Есенин - Василий Берг
Для Айседоры брак с Есениным стал знамением новой жизни, средством для исцеления душевных ран и средоточием самых радужных надежд. Красивой, яркой, умной, талантливой и умеющей показать себя с лучшей стороны женщине фатально не везло в любви, несмотря на то, что мужским вниманием она никогда не была обделена. Пожалуй, в избытке мужского внимания и заключалась суть проблемы – один соблазн сменялся другим, и постепенно Айседора стала считать любовь непостоянным, мимолетным чувством. Но годы шли, они меняли лица и обстоятельства, и в какой-то момент Айседоре захотелось настоящей любви из категории «пока смерть не разлучит нас». Опять же – она чувствовала, что «ее поезд уходит», и стремилась взять от жизни все, что только возможно… Впрочем, некоторые биографы считают, что Айседора заключила брак с Есениным только для того, чтобы не испытывать неудобств во время планируемого заграничного путешествия. Любовник – это одно, а муж – совсем другое, насколько бы свободной ни считала себя Айседора, но мнение общества она не могла сбрасывать со счетов. Вдобавок советский брак ни к чему ее не обязывал, и расторгнуть его можно было так же легко, как и заключить, без долгой и утомительной «свистопляски».

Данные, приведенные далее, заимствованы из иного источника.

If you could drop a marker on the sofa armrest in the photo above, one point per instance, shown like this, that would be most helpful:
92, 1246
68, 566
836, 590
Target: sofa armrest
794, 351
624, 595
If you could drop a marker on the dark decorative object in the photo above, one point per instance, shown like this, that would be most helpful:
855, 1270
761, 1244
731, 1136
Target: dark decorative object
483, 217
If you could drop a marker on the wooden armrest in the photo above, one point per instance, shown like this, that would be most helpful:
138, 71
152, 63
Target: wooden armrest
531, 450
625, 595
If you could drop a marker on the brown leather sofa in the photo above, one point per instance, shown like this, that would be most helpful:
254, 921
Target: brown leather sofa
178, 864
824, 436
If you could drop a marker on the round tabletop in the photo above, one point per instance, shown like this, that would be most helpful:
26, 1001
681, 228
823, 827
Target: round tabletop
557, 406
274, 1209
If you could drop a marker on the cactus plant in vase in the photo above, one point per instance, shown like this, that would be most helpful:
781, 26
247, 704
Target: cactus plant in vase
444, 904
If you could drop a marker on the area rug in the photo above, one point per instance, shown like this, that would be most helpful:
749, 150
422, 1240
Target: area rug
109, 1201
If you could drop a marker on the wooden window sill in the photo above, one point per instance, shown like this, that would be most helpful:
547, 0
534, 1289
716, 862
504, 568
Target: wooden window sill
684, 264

Супруги решили объединить свои фамилии. Айседора стала Дункан-Есениной, а наш герой – Есениным-Дункан. Вообще-то, Айседоре полагалось взять фамилию мужа, но она столько сил вложила в «раскрутку» своей девичьей фамилии, что не могла отказаться от нее. Что же касается Есенина, то, выйдя из Хамовнического ЗАГСа после регистрации брака, он громко и радостно оповестил всю улицу: «Теперь я – Дункан!» Двойная фамилия была более звучной, многие аристократы носили двойные фамилии, да и славу Дункан хотелось добавить к своей славе, ведь славы, как и денег, много не бывает.

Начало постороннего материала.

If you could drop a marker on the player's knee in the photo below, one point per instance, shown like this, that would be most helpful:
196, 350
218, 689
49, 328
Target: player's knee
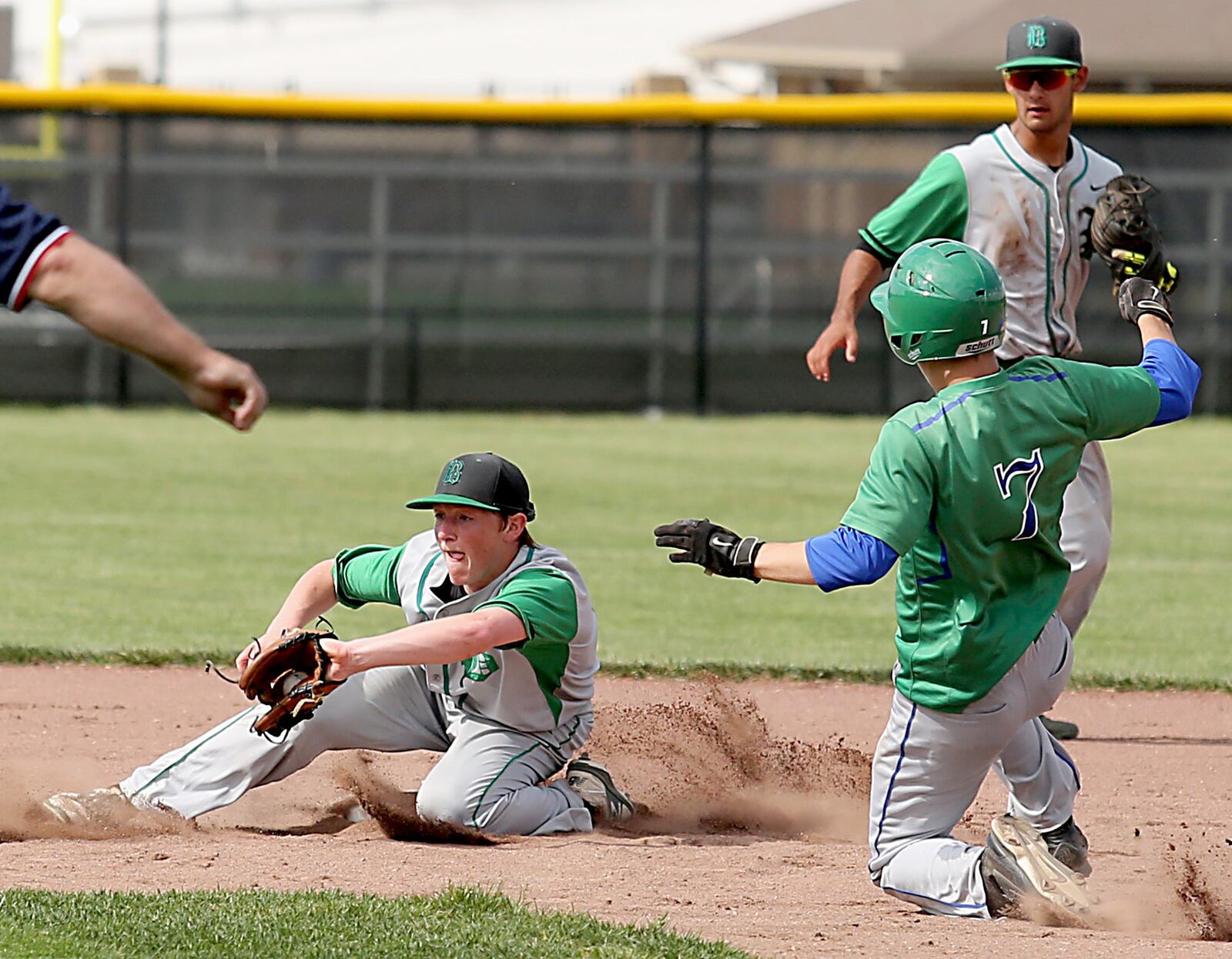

«Есенина куда вознес аэроплан? – ерничали недоброжелатели, которых у нашего героя с его характером было предостаточно. – В Афины древние, к развалинам Дункан». Действительно, свой заграничный вояж Сергей Есенин-Дункан и Айседора Дункан-Есенина начали 10 мая 1922 года с перелета из Москвы в Кёнигсберг на аэроплане «Фоккер» F.III советско-германской авиалинии «Дерулюфт». «Аппарат с виду точно игрушечка, – писали о “Фоккере” газеты. – Каюта, в которую ведет дверь с каретным окном, похожа на вместилище старинных дилижансов: друг против друга два мягких дивана на шесть мест. Написано на немецком и русском языках: “Собственность Российской Республики”. Вес аппарата 92 пуда, грузоподъемность 56 пудов… Путь от Москвы до Кёнигсберга проходит 11 часов, с остановкой в Смоленске и Полоцке». «Игрушечки» взлетали с Центрального московского аэродрома имени Льва Троцкого на Ходынском поле (кстати говоря, станция метро «Аэропорт» Замоскворецкой линии Московского метрополитена и московский район Аэропорт получили свое название от этого аэродрома).

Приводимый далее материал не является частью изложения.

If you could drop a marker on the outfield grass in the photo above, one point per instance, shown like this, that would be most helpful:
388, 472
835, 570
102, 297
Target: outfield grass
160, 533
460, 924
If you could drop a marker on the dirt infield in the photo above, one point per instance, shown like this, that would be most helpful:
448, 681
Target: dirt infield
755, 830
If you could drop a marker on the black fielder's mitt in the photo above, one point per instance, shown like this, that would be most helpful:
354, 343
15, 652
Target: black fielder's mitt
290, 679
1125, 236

Полеты были делом новым, поэтому секретарь-переводчик Илья Шнейдер и приемная дочь Ирма убедили Айседору в необходимости составления завещания.
«Это моя последняя воля и мое завещание. В случае моей смерти я оставляю все свое имущество моему мужу, Сергею Есенину. В случае нашей одновременной смерти имущество отходит моему брату, Августину Дункану.
Написано в здравом уме.
Айседора Есенина-Дункан.
Засвидетельствовано: И. И. Шнейдер,
Ирма Дункан».
«Я еду на Запад, чтобы показать Западу, что такое русский поэт…» – говорил Есенин Вадиму Шершеневичу. Еще до знакомства с Дункан, в марте 1921 года, Есенин просил содействия Луначарского в получении разрешения на трехмесячную поездку в Берлин с целью издания своих произведений и произведений других имажинистов. В своем пламенном порыве борьбы со старой культурой имажинисты не задумывались о том, найдут ли их стихи своего читателя в Западной Европе. Московский успех ударял в голову, и хотелось верить, что в Берлине дела пойдут не хуже.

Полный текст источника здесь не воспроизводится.